139 **Quality gates**:
140 * Sufficient evidence extracted (≥2 sources)
141 * Sources meet minimum credibility threshold
142 * Confidence score calculable
143 * No detected manipulation patterns
144 * Claim parseable into testable form
145 **Failed gates**: Claim published with flag for moderator review
146 == 5. Automation Levels ==
147 {{include reference="FactHarbor.Specification.Diagrams.Automation Level.WebHome"/}}
148 FactHarbor progresses through automation maturity levels:
149 **Release 0.5** (Proof-of-Concept): Tier C only, human review required
150 **Release 1.0** (Initial): Tier B/C auto-published, Tier A flagged for review
151 **Release 2.0** (Mature): All tiers auto-published with risk labels, sampling audits
152 See [[Automation Roadmap>>FactHarbor.Specification.Diagrams.Automation Roadmap.WebHome]] for detailed progression.
153
154 == 5.5 Automation Roadmap ==
155
156 {{include reference="FactHarbor.Specification.Diagrams.Automation Roadmap.WebHome"/}}
157
158 == 6. Human Role ==
159 Humans do NOT review content for approval.
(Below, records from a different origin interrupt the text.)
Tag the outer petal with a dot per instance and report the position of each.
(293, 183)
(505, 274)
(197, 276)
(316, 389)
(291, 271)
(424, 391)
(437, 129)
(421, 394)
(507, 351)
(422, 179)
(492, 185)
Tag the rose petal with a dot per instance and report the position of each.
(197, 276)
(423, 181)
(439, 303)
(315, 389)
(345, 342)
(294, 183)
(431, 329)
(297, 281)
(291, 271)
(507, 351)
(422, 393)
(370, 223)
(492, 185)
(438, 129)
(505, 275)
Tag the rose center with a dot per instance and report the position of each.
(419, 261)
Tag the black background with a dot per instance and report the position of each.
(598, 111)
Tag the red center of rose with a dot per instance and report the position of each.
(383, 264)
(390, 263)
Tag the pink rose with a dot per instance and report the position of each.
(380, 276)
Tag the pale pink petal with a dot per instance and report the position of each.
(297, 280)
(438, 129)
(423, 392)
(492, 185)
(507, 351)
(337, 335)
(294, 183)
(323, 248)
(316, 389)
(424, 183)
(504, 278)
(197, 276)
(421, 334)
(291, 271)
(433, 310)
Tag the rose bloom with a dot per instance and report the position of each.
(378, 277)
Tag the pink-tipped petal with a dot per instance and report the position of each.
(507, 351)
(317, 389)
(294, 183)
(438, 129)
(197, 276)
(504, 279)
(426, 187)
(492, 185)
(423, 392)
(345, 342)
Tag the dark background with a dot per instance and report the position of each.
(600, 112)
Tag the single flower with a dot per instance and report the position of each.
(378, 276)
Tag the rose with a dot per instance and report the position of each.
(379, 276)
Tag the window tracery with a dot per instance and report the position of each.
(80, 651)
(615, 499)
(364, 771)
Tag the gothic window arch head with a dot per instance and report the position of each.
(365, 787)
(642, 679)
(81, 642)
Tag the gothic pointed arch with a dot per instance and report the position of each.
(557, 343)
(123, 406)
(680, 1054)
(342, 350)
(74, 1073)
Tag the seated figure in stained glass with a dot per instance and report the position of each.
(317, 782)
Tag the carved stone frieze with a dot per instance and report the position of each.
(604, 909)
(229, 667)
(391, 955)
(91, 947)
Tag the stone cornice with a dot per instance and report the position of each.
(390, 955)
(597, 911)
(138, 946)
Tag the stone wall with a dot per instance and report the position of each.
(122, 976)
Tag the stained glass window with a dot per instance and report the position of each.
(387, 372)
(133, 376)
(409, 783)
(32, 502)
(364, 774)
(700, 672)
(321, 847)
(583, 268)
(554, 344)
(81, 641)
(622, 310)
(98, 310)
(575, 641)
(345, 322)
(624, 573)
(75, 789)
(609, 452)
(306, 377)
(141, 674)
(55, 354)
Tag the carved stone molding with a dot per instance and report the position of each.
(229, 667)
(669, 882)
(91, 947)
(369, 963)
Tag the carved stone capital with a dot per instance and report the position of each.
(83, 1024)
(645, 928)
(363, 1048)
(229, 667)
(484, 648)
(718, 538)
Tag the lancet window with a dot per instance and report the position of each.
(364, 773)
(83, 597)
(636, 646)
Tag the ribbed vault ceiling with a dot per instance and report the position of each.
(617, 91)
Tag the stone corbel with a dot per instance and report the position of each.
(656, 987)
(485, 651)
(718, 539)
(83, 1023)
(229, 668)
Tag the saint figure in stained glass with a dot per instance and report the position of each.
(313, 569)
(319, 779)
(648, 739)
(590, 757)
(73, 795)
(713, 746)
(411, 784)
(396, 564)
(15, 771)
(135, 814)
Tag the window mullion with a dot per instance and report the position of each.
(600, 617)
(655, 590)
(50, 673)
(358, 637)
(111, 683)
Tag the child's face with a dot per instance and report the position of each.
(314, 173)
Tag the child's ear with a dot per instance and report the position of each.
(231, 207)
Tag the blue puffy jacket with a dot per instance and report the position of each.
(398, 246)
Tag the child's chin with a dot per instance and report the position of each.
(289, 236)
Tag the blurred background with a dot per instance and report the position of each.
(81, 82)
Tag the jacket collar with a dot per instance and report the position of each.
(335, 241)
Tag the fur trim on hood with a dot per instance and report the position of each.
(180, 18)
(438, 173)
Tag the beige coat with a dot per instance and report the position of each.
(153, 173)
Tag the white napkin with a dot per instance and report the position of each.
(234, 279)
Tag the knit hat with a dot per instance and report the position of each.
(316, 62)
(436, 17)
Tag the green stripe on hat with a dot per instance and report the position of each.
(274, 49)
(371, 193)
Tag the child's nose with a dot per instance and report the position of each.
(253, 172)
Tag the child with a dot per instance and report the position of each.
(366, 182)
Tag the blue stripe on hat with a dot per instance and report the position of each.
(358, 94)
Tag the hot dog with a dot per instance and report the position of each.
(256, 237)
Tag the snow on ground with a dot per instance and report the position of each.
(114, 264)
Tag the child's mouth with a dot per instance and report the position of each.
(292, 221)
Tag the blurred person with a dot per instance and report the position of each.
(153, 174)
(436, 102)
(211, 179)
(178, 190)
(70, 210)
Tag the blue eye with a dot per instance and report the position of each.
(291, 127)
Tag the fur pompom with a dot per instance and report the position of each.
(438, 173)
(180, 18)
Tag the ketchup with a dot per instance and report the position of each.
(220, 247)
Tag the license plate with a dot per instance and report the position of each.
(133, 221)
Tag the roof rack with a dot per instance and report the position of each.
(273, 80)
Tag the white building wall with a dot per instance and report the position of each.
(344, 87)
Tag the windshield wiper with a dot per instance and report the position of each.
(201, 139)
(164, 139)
Instead:
160 **Monitoring**: Watch aggregate performance metrics
161 **Improvement**: Fix algorithms when patterns show issues
162 **Exception handling**: Review AKEL-flagged items
163 **Governance**: Set policies AKEL applies
164 See [[Contributor Processes>>FactHarbor.Organisation.Contributor-Processes]] for how to improve the system.
165
166 == 6.5 Manual vs Automated Matrix ==
167
168 {{include reference="FactHarbor.Specification.Diagrams.Manual vs Automated matrix.WebHome"/}}
169
170 == 7. Moderation ==
171 Moderators handle items AKEL flags:
172 **Abuse detection**: Spam, manipulation, harassment
173 **Safety issues**: Content that could cause immediate harm
174 **System gaming**: Attempts to manipulate scoring
175 **Action**: May temporarily hide content, ban users, or propose algorithm improvements
176 **Does NOT**: Routinely review claims or override verdicts
177 See [[Organisational Model>>FactHarbor.Organisation.Organisational-Model]] for moderator role details.
178 == 8. Continuous Improvement ==
179 **Performance monitoring**: Track AKEL accuracy, speed, coverage
180 **Issue identification**: Find systematic errors from metrics
181 **Algorithm updates**: Deploy improvements to fix patterns
182 **A/B testing**: Validate changes before full rollout
183 **Retrospectives**: Learn from failures systematically
184 See [[Continuous Improvement>>FactHarbor.Organisation.How-We-Work-Together.Continuous-Improvement]] for improvement cycle.
185 == 9. Scalability ==
186 Automation enables FactHarbor to scale:
187 * **Millions of claims** processable
188 * **Consistent quality** at any volume
189 * **Cost efficiency** through automation
190 * **Rapid iteration** on algorithms
191 Without automation: Human review doesn't scale, creates bottlenecks, introduces inconsistency.
192 == 10. Transparency ==
193 All automation is transparent:
194 * **Algorithm parameters** documented
195 * **Evaluation criteria** public
196 * **Source scoring rules** explicit
197 * **Confidence calculations** explained
198 * **Performance metrics** visible
199 See [[System Performance Metrics>>FactHarbor.Specification.System-Performance-Metrics]] for what we measure.